# Dimensions of hymer 564L



## r6demon (Aug 18, 2008)

Hello 

does anyone know the Dims of a Hymer 564L height and length as I need to book a ferry and ours is having a new screen fitted AGAIN! 

thank you


----------



## pieterv (Feb 3, 2009)

The Hymer website allows you to download brochures that will have that kind of info in.


----------



## r6demon (Aug 18, 2008)

I could not find it listed on the hymer website. that was my first port of call


----------



## DTPCHEMICALS (Jul 24, 2006)

Maybe miles out but models 524 / 544 / 574 are all 6.36 metre


Dave P


----------



## GEMMY (Jun 19, 2006)

Looking at Hymer models on Deepcars web site it would be the same as my old 544 therefore 6.6 long 2.35 wide and 2.85 high all dims as near as dammit.  

tony 

ps you don't have to be inch accurate. 8)


----------



## r6demon (Aug 18, 2008)

brill thank you!!


----------



## Seeker (Dec 26, 2005)

I always book our B564 on board at 6mtrs. This usually keeps it in the lowest price bracket and nobody comes round with a tape measure.

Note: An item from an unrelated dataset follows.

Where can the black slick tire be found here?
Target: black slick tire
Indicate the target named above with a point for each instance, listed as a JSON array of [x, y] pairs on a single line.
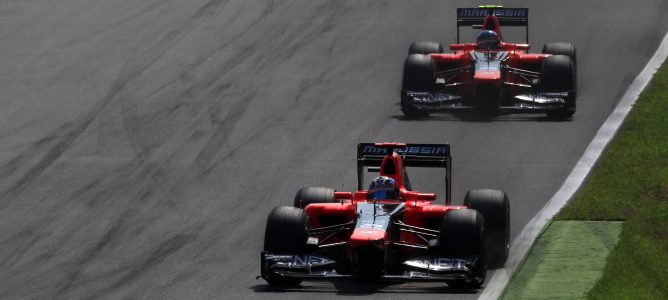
[[286, 233], [557, 76], [419, 75], [309, 195], [495, 208], [462, 236], [424, 47]]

I have measured height with satellite dish down as 3.1mtrs.

As for width - it's too b****y wide!

Harry


----------



## r6demon (Aug 18, 2008)

thank you!!
Would be sooo much easier and stress free if our motorhome WASNT ALWAYS BACK IN THE SODDIN DEALERSHIP BEING FIXED!!!!!!!!!!!!!!!!!!!!!!!!!!!!!!!!!!!!!!!!!!!!!!!!!

Sorry rant over!


----------